Segundo a advogada, uma das principais preocupações das mulheres atualmente é a possibilidade de serem obrigadas judicialmente a assumir os cuidados do pai.
Além disso, elas temem que a recusa em prestar assistência possa resultar em algum tipo de responsabilização por abandono de incapaz.
A preocupação, segundo a defesa, está relacionada à possibilidade de que elas sejam cobradas judicialmente para garantir os cuidados necessários ao idoso, mesmo diante dos relatos de supostos abusos sexuais e violência que teriam sofrido.
A defesa sustenta que não se trata, segundo as mulheres, de uma simples recusa em prestar assistência a um familiar, mas de uma situação que envolveria possíveis consequências psicológicas decorrentes dos episódios relatados, incluindo com laudos psiquiátrico.
As filhas afirmam que não se sentem emocionalmente capazes de realizar cuidados íntimos, como dar banho, trocar roupas ou auxiliar na higiene pessoal do pai, diante das lembranças relacionadas aos supostos abusos.
A advogada afirma que busca uma solução que garanta a assistência necessária ao idoso, mas que também preserve as mulheres de uma situação que, segundo ela, poderia representar um novo sofrimento.
A defesa também defende que outros familiares do idoso sejam considerados na busca por uma alternativa para os cuidados necessários após a alta hospitalar.
“A gente quer uma sensibilidade por parte dos órgãos judiciários. A gente quer também que seja feita a Justiça de uma forma humana, sensível, e que, nesse momento, seja atribuída às vítimas compaixão e um olhar mais sensível. Que elas possam estar abraçadas pela lei no sentido amplo”, declarou Laila.
A advogada também defende que outros familiares do idoso participem da busca por uma solução.
“E também que a família dele, os irmãos dele, que residem em Conceição do Coité, possam ajudar e fazer o que deve ser feito, que é cuidar do irmão. Apenas isso que a gente quer”, afirmou.
É importante destacar que o simples fato de um familiar não assumir os cuidados de outro não permite concluir, automaticamente, pela prática do crime de abandono de incapaz. Eventual responsabilização depende da análise das circunstâncias concretas do caso e da legislação pelas autoridades competentes.

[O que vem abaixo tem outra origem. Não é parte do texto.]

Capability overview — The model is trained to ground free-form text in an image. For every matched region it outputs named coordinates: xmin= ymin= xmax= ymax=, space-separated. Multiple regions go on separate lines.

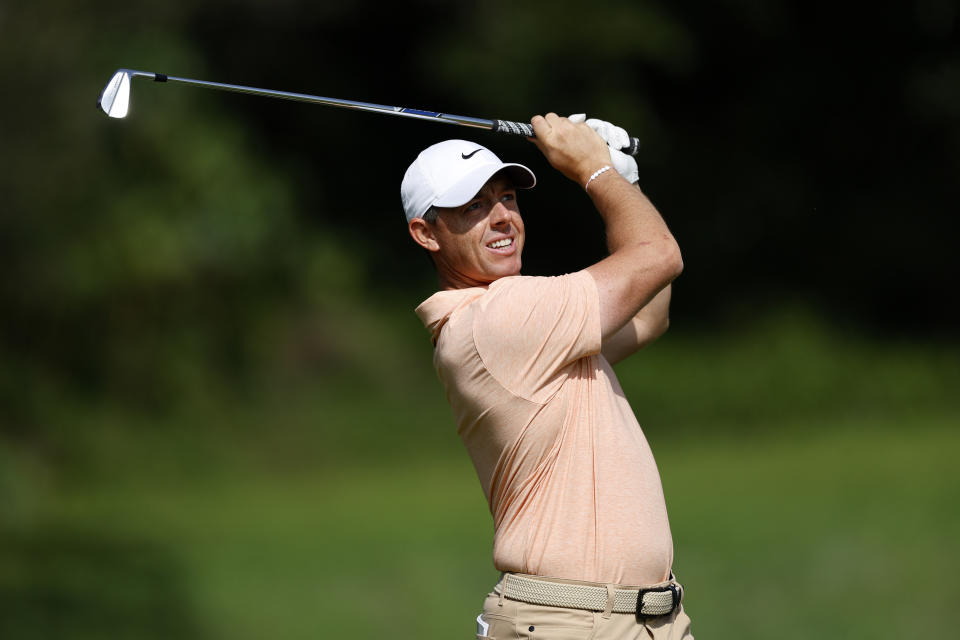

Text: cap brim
xmin=433 ymin=162 xmax=537 ymax=207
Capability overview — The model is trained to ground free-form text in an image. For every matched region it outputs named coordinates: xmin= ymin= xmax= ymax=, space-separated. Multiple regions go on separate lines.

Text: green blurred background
xmin=0 ymin=0 xmax=960 ymax=639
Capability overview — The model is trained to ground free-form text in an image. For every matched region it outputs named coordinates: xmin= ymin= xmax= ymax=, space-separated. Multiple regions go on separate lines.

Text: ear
xmin=407 ymin=218 xmax=440 ymax=252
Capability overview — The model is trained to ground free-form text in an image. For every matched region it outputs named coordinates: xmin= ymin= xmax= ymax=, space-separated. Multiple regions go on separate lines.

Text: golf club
xmin=97 ymin=69 xmax=640 ymax=156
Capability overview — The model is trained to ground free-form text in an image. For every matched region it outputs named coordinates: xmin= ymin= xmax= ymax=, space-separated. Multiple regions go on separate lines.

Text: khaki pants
xmin=477 ymin=576 xmax=693 ymax=640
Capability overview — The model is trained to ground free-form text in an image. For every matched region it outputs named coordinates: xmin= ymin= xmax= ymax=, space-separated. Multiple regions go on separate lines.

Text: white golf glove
xmin=567 ymin=113 xmax=640 ymax=184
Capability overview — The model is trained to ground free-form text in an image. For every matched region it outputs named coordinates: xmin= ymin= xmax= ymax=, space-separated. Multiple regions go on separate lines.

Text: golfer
xmin=401 ymin=113 xmax=692 ymax=640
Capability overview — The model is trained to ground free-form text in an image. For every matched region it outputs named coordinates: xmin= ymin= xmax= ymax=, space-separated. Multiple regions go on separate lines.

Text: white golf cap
xmin=400 ymin=140 xmax=537 ymax=222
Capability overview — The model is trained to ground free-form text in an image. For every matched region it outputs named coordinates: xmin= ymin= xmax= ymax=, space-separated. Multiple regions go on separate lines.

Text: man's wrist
xmin=583 ymin=164 xmax=613 ymax=191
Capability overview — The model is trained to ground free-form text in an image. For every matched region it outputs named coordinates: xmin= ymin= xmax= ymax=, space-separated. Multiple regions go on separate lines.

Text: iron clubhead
xmin=97 ymin=69 xmax=130 ymax=118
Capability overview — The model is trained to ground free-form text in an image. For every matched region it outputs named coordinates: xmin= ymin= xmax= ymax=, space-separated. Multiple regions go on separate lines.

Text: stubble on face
xmin=432 ymin=176 xmax=524 ymax=289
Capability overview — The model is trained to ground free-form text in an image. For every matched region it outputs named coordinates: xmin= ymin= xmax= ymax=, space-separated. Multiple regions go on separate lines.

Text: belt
xmin=493 ymin=573 xmax=683 ymax=622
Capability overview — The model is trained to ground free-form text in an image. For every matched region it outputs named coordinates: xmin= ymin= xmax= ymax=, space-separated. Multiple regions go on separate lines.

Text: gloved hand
xmin=567 ymin=113 xmax=640 ymax=184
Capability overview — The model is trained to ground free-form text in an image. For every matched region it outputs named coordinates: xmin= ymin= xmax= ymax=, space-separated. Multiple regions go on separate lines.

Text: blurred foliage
xmin=0 ymin=0 xmax=960 ymax=638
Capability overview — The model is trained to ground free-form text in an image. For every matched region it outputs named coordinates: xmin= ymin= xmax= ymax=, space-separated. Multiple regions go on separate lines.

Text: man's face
xmin=430 ymin=176 xmax=524 ymax=288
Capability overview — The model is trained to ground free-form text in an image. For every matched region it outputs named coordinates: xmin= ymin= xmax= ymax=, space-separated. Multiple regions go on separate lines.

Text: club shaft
xmin=157 ymin=74 xmax=495 ymax=129
xmin=109 ymin=69 xmax=640 ymax=155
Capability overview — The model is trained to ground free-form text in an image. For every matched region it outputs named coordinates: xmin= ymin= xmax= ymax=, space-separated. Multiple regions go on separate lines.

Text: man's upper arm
xmin=586 ymin=243 xmax=683 ymax=340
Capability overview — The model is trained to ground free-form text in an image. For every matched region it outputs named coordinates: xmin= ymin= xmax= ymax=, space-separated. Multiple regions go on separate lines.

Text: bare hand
xmin=530 ymin=112 xmax=610 ymax=186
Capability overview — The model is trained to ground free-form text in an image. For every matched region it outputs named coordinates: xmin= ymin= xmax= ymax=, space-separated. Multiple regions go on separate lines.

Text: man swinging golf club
xmin=401 ymin=113 xmax=692 ymax=640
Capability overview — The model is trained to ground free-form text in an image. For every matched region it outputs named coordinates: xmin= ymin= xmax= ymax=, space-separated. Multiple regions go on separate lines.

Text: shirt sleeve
xmin=473 ymin=271 xmax=601 ymax=402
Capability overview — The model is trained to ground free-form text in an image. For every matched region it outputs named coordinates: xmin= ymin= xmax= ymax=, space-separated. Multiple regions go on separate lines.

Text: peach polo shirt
xmin=417 ymin=271 xmax=673 ymax=585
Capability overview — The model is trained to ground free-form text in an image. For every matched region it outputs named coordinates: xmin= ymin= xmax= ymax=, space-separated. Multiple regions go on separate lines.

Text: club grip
xmin=493 ymin=120 xmax=640 ymax=156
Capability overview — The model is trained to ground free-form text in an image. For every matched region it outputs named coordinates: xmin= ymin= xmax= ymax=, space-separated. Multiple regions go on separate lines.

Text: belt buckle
xmin=635 ymin=584 xmax=681 ymax=624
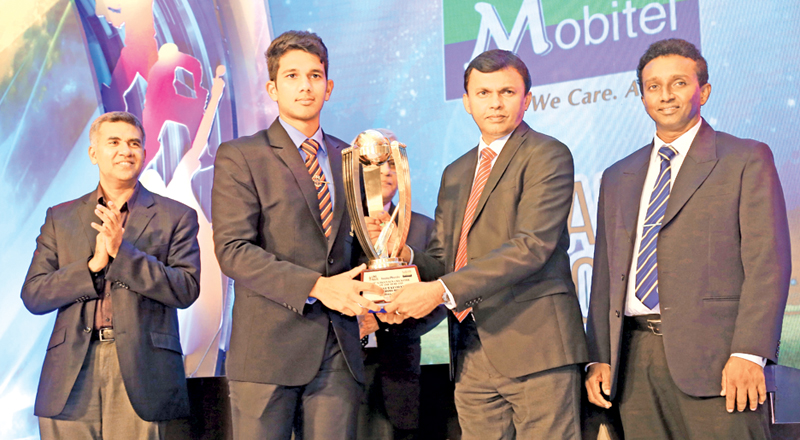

Outro episódio envolvendo um irmão do idoso
A história familiar também possui outro episódio envolvendo uma acusação criminal. Segundo informações da Polícia Civil, um dos irmãos do idoso, identificado pelas iniciais D. L. S., foi localizado por policiais da Delegacia de Conceição do Coité, no bairro do Cruzeiro, em 2019, e preso sob suspeita de estupro contra a própria enteada, que tinha 12 anos à época.
A situação processual atual de D. L. S. não foi confirmada pela reportagem até o fechamento desta matéria. Por isso, o Portal Raízes não afirma que ele permanece preso ou que tenha sido condenado sem a devida confirmação oficial.
O que dizem os órgãos responsáveis?
O Ministério Público foi procurado pelo Portal Raízes para esclarecer quais medidas podem ser adotadas diante da situação envolvendo o idoso e os relatos apresentados pelas mulheres. Até o momento não obtivemos resposta.
O CREAS (Centro de Referência Especializado de Assistência Social) também foi procurado para informar quais providências de assistência e proteção social podem ser adotadas diante do caso que, também ainda não respondeu ao pedido da reportagem.
Defesa do idoso
A reportagem também procurou algum representante legal do idoso para que pudesse apresentar sua versão sobre os relatos feitos pelas mulheres, além de esclarecer a situação envolvendo sua internação e os cuidados necessários após uma eventual alta hospitalar.
Até o fechamento desta reportagem, não houve manifestação.
O espaço permanece aberto para esclarecimentos e para a apresentação da versão do idoso ou de seus representantes legais.